38

Las carreteras estaban casi vacías —lo cual solo hizo que aumentara mi sospecha de que todo el mundo estaba en una barbacoa preceptiva— y llegué al MusicDrome en quince minutos.

Como la última vez, el recinto se hallaba a oscuras con excepción del escenario, que rebosaba de luz. La gente corría de aquí para allá, resuelta y nerviosa. Mucha actividad de tablilla. No podía ver a los muchachos pero percibía que algo ocurría. Subí al escenario y sorteé a coreógrafos, personal de vestuario y montadores con coleta hasta el epicentro de toda esa energía. En un claro estaban John Joseph, Roger y Frankie con las piernas desnudas y blancuzcas (salvo Frankie, que las tenía, cómo no, naranjas) y el torso cubierto con una malla de plumas blancas. Tenían una pinta lamentable y ridícula, como bebés gigantes. Hasta Roger, el flexible, estaba teniendo dificultades para tolerar la humillante situación.

Cuando me acerqué advertí que cada malla de plumas llevaba enganchado un arnés metálico. Dos cables de acero salían de la espalda y se perdían en la oscuridad infinita del techo del escenario. Seguí el interminable ascenso de los cables con la vista. Tuve que doblar tanto el cuello que casi me caigo hacia atrás. Cuando me enderecé alguien gritó:

—¡Por ahí vienen las piernas!

Un pequeño ejército llegó con tres pantalones de plumas y ayudó a los chicos a ponérselos.

—Tengo un problema con las plumas —estaba diciendo Frankie a la encargada de vestuario—. Me inspiran un miedo irracional.

—¿Qué quieres que te haga una pluma? —La encargada de vestuario hablaba con calma y dulzura.

—Es un miedo irracional. —La voz de Frankie era aguda y estridente—. ¡Los miedos irracionales son eso! ¡Irracionales!

Jay Parker se había materializado a mi lado. Podía percibir su tensión.

—¿Dónde está Wayne? —me preguntó.

—Estoy trabajando en ello. Necesito hacerles una pregunta a los chicos.

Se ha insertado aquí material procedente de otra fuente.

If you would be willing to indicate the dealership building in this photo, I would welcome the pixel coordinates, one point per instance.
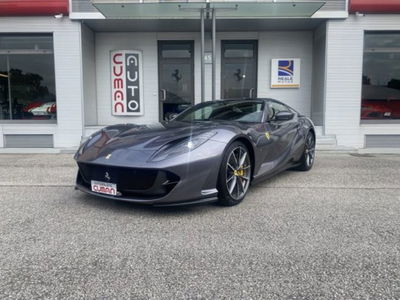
(69, 68)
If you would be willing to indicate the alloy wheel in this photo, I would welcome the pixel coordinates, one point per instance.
(238, 171)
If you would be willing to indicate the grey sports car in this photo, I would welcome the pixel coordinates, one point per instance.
(212, 151)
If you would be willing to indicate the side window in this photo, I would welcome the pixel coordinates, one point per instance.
(274, 108)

—Dales unos minutos. Es la primera vez que prueban los trajes de cisne. Si acaso...

Zeezah había aparecido en el escenario como por arte de magia, con unos tejanos amarillos endiabladamente ceñidos —¿quién lleva tejanos amarillos?—, y estaba paseándose de un lado a otro, agitando su larga melena, frunciendo sus labios carnosos y ajustando los pantalones de cisne de los muchachos. Deslizó suavemente las manos por las piernas de John Joseph para alisarle las plumas con gesto casi maternal. Acto seguido, se acercó a Roger St. Leger y, ante mi incrédula mirada, le cubrió la entrepierna con la mano y le dio un pequeño apretón, tan fugaz y osado que me pregunté si había ocurrido de verdad. Atónita, observé el rostro de Jay y de las demás personas que había cerca pero ninguna mostraba el pasmo —la conmoción, incluso— que sentía yo. Nadie lo había visto.

¿Lo había imaginado? ¿Estaba empezando a ver cosas que no eran reales?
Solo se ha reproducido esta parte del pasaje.